- Interactive map of ZU Bakery

Restaurant information
- Location: 81 Clark Street, Portland, Maine, 04102, United States
- Coordinates: 43°38′54″N 70°15′52″W﻿ / ﻿43.648411°N 70.264448°W

= ZU Bakery =

Bakery in Portland, Maine, U.S.

ZU Bakery is a bakery located at 81 Clark Street in Portland, Maine, owned by Barak Olins.

The bakery won a James Beard Award in 2024 in the category of outstanding bakery.

== History ==
ZU Bakery was founded in 2000 by Barak Olins in his brother and sister-in-law's barn in Freeport, Maine. At this time ZU Bakery sold baked goods at the Brunswick Farmer's Market.

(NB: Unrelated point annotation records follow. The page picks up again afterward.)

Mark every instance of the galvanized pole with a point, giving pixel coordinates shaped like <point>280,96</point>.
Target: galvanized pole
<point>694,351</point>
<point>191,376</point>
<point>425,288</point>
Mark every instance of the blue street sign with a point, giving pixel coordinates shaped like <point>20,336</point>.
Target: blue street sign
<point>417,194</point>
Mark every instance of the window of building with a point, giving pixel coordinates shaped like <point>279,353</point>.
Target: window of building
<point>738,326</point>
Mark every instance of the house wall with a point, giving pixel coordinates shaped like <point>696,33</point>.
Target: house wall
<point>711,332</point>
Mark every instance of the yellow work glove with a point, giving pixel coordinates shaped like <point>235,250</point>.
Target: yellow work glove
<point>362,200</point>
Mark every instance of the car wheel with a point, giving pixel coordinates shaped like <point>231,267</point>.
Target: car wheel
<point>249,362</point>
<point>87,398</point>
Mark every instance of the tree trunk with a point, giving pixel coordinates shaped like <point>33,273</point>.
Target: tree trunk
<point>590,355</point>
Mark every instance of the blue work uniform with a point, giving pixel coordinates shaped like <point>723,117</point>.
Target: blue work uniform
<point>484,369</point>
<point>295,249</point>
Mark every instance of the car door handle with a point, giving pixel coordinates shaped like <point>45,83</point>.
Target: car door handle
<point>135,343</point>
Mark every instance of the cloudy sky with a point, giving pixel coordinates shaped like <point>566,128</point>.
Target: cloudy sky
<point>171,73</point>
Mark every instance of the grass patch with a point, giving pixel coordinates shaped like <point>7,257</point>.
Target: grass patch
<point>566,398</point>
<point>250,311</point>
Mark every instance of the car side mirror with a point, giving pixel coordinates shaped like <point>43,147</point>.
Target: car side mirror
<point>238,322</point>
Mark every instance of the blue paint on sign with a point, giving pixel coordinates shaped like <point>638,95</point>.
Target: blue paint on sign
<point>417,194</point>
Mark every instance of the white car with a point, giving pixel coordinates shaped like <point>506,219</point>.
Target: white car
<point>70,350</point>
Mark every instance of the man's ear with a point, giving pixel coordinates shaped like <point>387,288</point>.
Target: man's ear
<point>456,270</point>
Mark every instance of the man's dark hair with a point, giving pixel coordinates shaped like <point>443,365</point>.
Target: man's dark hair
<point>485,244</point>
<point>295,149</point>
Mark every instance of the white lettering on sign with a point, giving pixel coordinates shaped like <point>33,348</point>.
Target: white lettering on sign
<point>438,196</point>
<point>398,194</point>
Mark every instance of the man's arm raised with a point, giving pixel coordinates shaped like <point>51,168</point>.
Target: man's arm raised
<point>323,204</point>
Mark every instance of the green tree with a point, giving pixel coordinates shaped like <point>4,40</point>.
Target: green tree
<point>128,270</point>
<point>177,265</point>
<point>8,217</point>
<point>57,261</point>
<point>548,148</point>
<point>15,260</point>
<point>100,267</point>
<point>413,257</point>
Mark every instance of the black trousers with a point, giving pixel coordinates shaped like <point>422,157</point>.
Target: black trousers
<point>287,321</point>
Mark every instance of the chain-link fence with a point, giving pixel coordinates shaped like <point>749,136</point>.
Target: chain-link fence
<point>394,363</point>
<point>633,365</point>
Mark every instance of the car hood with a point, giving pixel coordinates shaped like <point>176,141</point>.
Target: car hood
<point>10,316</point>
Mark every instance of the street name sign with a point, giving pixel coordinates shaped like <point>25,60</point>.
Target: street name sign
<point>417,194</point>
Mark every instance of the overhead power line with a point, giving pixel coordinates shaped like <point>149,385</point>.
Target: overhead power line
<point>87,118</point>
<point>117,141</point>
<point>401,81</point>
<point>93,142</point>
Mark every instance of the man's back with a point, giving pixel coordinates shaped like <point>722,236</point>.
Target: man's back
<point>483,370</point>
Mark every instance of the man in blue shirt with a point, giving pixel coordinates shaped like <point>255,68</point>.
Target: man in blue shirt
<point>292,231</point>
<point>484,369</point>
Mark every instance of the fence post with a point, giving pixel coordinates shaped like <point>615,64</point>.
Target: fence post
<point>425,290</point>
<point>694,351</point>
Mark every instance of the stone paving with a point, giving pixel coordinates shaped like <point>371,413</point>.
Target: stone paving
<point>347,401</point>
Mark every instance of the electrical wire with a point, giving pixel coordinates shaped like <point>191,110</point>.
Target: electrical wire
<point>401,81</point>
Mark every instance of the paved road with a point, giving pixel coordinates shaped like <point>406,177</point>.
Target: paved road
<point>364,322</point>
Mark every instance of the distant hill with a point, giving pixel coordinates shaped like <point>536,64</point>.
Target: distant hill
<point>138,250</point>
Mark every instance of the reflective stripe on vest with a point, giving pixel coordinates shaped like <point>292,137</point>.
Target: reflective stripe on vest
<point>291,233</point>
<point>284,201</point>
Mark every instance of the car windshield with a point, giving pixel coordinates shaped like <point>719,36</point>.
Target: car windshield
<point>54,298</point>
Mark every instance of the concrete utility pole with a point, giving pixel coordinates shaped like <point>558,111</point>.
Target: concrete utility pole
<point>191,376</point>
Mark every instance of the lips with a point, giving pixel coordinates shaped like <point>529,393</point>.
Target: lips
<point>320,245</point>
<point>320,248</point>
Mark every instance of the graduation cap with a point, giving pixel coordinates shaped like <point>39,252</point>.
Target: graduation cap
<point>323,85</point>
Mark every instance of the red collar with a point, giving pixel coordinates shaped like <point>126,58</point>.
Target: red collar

It moved to Clark Street in Portland's West End in 2022. There, the bakery uses wood-fired ovens to bake French-style pastries.

It won the James Beard Foundation Award for Outstanding Bakery in 2024, which honors a bakery for outstanding baked goods, atmosphere, and connection to community.

==Description==
ZU Bakery specializes in bread loaves which Olins mills himself. In addition to traditional French-style pastries and breads, it bakes Irish scones and Italian biscotti.

The bakery prepares different items throughout the day, rather than preparing the bulk of their offerings before opening. Typically, pastries like croissants are ready earliest, then breads by midday, and savory goods like pizza in the afternoon.